In general, rates of change were fastest from 2001-2011 in more northerly glaciers, with the glaciers in the Chilean Lake District and the Northern Patagonian Icefield shrinking particularly rapidly. The more southerly glaciers, in the Cordillera Darwin, Monte Sarmiento, Isla Riesco and Tierra Del Fuego, shrank fastest from 1986-2001.
This data suggests that the Patagonian glaciers are indeed shrinking faster now than they did in the last century. For example, our calculated rates of area loss from the Northern Patagonian Icefield suggest that there was an increase in annual area loss rates from 0.09% a–1 in the 116 years between AD 1870 and 1986, to 0.12% a–1 in the 15 years between 1986 and 2001, to 0.23% a–1 from 2001 to 2011.

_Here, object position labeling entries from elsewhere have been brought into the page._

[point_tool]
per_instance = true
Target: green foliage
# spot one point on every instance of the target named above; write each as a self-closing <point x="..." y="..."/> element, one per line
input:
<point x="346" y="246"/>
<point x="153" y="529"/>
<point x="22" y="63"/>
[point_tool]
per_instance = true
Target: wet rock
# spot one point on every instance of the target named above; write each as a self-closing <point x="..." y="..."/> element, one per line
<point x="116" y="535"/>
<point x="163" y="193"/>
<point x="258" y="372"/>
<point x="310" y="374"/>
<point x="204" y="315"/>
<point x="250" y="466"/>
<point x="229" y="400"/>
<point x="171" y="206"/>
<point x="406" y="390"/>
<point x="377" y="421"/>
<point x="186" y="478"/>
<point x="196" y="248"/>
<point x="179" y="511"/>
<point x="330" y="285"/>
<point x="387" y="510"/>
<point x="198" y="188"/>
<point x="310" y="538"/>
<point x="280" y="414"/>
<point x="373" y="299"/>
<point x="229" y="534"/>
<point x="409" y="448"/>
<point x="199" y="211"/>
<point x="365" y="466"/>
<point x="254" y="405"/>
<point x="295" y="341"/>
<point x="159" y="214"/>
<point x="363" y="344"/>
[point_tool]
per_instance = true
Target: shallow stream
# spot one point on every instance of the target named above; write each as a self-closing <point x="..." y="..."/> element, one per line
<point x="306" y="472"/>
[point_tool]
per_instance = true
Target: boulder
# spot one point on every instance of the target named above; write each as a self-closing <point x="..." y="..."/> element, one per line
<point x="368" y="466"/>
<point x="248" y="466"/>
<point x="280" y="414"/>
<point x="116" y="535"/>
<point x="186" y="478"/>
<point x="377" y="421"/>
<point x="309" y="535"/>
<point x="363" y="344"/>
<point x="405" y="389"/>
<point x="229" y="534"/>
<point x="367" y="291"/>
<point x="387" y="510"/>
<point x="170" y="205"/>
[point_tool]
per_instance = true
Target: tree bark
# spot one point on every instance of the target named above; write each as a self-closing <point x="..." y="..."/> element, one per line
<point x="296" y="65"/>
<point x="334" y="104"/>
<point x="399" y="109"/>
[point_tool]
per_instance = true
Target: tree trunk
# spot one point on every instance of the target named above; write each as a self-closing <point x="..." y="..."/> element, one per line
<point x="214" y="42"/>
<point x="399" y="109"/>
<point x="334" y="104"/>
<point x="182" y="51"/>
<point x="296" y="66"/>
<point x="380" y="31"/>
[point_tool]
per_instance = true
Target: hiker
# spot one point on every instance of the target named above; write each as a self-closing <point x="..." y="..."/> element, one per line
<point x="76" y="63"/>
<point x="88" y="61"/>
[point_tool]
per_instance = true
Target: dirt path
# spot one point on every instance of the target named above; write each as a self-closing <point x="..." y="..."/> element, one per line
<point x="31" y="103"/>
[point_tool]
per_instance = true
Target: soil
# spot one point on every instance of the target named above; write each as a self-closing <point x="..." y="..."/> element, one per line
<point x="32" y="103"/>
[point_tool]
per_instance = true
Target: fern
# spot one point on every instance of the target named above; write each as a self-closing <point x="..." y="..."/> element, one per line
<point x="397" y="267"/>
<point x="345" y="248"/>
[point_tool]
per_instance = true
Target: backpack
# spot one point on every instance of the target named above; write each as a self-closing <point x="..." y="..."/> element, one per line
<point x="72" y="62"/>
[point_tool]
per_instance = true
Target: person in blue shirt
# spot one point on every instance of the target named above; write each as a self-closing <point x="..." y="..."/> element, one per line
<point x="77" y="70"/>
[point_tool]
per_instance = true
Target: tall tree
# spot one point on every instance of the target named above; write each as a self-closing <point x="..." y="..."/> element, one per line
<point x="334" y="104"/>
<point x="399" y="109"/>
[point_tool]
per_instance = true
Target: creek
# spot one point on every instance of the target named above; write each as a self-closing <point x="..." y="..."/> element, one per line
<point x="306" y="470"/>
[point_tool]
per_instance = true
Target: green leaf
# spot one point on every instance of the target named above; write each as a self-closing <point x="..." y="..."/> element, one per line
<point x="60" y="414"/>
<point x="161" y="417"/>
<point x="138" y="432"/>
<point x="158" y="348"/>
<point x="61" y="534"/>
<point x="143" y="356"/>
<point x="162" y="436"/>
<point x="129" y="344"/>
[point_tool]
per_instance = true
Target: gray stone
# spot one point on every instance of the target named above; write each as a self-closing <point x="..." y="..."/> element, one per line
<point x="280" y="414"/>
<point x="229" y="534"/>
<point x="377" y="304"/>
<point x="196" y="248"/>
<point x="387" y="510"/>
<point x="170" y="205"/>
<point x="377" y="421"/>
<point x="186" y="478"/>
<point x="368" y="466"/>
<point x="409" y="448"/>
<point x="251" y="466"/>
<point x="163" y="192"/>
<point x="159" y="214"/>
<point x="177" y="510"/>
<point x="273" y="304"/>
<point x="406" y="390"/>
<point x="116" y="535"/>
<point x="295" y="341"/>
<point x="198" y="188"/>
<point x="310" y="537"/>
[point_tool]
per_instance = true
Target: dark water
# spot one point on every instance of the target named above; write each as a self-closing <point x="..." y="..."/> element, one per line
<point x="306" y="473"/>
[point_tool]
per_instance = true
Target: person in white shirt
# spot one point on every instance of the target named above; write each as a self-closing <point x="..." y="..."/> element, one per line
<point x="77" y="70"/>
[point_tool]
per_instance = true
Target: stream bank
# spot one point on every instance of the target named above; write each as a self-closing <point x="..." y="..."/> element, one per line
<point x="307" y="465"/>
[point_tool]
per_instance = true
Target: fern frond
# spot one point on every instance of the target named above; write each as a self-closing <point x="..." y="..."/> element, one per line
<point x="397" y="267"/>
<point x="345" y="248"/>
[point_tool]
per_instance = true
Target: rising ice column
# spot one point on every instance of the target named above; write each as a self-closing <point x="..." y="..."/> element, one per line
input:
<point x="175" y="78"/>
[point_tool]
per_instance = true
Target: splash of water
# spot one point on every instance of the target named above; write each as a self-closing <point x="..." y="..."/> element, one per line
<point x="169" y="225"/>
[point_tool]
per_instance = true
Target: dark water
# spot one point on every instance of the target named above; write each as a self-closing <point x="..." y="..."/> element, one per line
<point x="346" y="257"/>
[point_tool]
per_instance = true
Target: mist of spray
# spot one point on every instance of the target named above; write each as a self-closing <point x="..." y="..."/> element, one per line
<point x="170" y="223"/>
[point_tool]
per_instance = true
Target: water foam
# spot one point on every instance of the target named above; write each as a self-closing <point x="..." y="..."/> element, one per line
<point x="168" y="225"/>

The figures opposite and above show that latitude, terminal environment (calving or ending on land) and size exert the strongest controls on glacier shrinkage, with the more northerly, land-terminating, smaller (less than 5 km2) glaciers shrinking fastest. Calving glaciers have been observed to be thinning6-8, but their recession is strongly controlled by calving dynamics. Worldwide, small ice caps and glaciers have reacted particularly dynamically to worldwide increases in temperatures9-11, and it has been proposed that the volume loss from mountain glaciers and ice caps like these is the main contributor to recent global sea-level rise12.
On a regional scale, the large icefields and small icecaps and glaciers north of 56°S suffered particularly rapid shrinkage from 2001-2011, presumably as a result of the decreased precipitation and warmer tropospheric air temperatures observed in this region2,13-16. The glacierised summits lie in this altitudinal zone, so warming is likely to have a significant control on the mass balance of the glaciers.
There is considerable inter-catchment variability in the behaviour of the glaciers across the Andes, with calving dynamics, latitude and size resulting in glaciers shrinking at different rates. However, overall, annual rates of shrinkage were far faster from 2001-2011 than from 1870-1986 or 1986-2001.
Davies, B.J. and Glasser, N.F. 2012. Accelerating shrinkage of Patagonian glaciers from the Little Ice Age (~AD 1870) to the present day. Journal of Glaciology, 58 (212), 1063-1084. Please use this reference if citing.